Seaton Sluice, Northumberland
The delightfully named Starlight Castle is a folly set on the northern slopes of Holywell Dene near Seaton Sluice. Or rather, it's the remains of a folly, consisting only of an arch and a couple of bits of wall. One might almost suppose it was built as a sham ruin, but apparrently it once looked like this...
The location is much more overgrown nowadays. Given the available room, it can't ever have been a very big castle - maybe something similar to The Count's House in Durham. I recall reading somewhere that it was a one roomed affair, which seems about right.
And so onto the legend, which has it that the castle was built in 1750 on the orders of Sir Francis Delaval, as a place he could stash his mistress. An 18th century love nest, in other words.

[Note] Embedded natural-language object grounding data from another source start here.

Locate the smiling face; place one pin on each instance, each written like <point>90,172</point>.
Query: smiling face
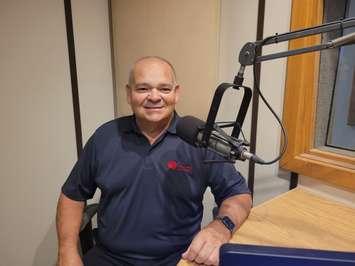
<point>152,92</point>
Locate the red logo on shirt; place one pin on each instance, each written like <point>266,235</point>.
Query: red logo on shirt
<point>180,167</point>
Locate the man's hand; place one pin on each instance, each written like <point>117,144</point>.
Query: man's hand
<point>204,248</point>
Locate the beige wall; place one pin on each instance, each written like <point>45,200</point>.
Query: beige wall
<point>37,136</point>
<point>185,32</point>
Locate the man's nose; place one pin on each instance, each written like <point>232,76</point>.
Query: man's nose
<point>154,95</point>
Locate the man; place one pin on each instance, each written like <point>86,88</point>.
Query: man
<point>152,185</point>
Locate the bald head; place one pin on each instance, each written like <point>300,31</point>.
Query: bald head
<point>149,61</point>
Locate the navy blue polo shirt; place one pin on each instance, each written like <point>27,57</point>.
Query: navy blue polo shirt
<point>151,195</point>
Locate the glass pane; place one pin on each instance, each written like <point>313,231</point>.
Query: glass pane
<point>335,122</point>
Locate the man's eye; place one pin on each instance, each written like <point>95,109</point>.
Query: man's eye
<point>142,89</point>
<point>165,90</point>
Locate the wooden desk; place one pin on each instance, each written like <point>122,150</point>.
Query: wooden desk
<point>299,219</point>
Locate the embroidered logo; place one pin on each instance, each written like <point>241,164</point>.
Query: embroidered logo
<point>180,167</point>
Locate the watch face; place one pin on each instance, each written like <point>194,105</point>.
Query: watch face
<point>227,222</point>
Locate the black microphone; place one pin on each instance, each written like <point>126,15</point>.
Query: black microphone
<point>190,129</point>
<point>343,40</point>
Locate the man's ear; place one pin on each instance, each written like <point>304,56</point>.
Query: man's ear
<point>128,94</point>
<point>177,93</point>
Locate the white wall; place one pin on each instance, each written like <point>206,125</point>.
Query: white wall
<point>37,136</point>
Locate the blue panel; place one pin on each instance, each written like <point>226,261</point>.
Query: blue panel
<point>242,255</point>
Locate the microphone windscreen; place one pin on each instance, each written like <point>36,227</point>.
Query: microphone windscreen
<point>188,128</point>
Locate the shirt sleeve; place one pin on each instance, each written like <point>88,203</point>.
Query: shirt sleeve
<point>225,181</point>
<point>80,184</point>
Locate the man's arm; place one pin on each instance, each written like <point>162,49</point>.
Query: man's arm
<point>69,215</point>
<point>204,248</point>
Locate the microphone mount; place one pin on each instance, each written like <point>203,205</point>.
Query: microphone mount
<point>249,55</point>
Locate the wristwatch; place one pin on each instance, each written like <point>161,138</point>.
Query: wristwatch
<point>227,222</point>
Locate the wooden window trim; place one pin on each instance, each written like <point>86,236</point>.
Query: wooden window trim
<point>300,108</point>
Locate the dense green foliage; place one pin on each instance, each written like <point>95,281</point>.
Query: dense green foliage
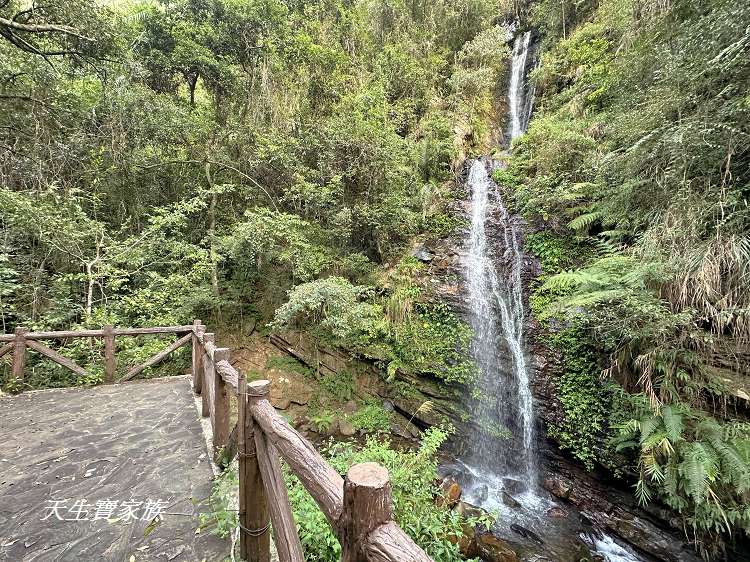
<point>162,160</point>
<point>412,474</point>
<point>413,479</point>
<point>639,156</point>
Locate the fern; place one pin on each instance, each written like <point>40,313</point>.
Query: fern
<point>584,222</point>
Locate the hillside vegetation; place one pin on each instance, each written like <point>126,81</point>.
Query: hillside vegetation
<point>635,176</point>
<point>199,158</point>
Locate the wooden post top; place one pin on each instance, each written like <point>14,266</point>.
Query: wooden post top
<point>221,354</point>
<point>259,388</point>
<point>368,475</point>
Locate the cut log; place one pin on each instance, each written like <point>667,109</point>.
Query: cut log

It is said that someone bet him that he couldn't build it within 24 hours. Nor could he, I dont suppose he'd ever held a trowel in his life. But he could employ some men who could, although history does not seem to record their names.
Anyhow, it is said that the castle was built within 24 hours, "started when the stars were shining and completed by daylight" - hence the name Starlight Castle.
I have one or two problems with this. Did the time period allow for digging foundations, for instance ? Even considering the relatively small size of the building, that would have taken a lot of time and effort. Leaving them out would certainly save time, and possibly explain why it has all but crumbled away !
It's suggested that parts of the building were prefabricated, which would make sense and save yet more time, but why start at night ? We're not told what time of year it was built, but the obvious course of action would be to aim for a day around Midsummer, start at first light and do the majority of the work by daylight, finishing off through the few hours of darkness.
And quite possibly that's what happened, but it doesn't make such a good story.
Where has all the stone from the building gone ? If you visit, take the time to look in the gill that runs down past the castle. Lots of dressed stone blocks in there. I did wonder if it was the remains of some 18th century picturesque landscaping, but it seems equally likely that they are from the folly.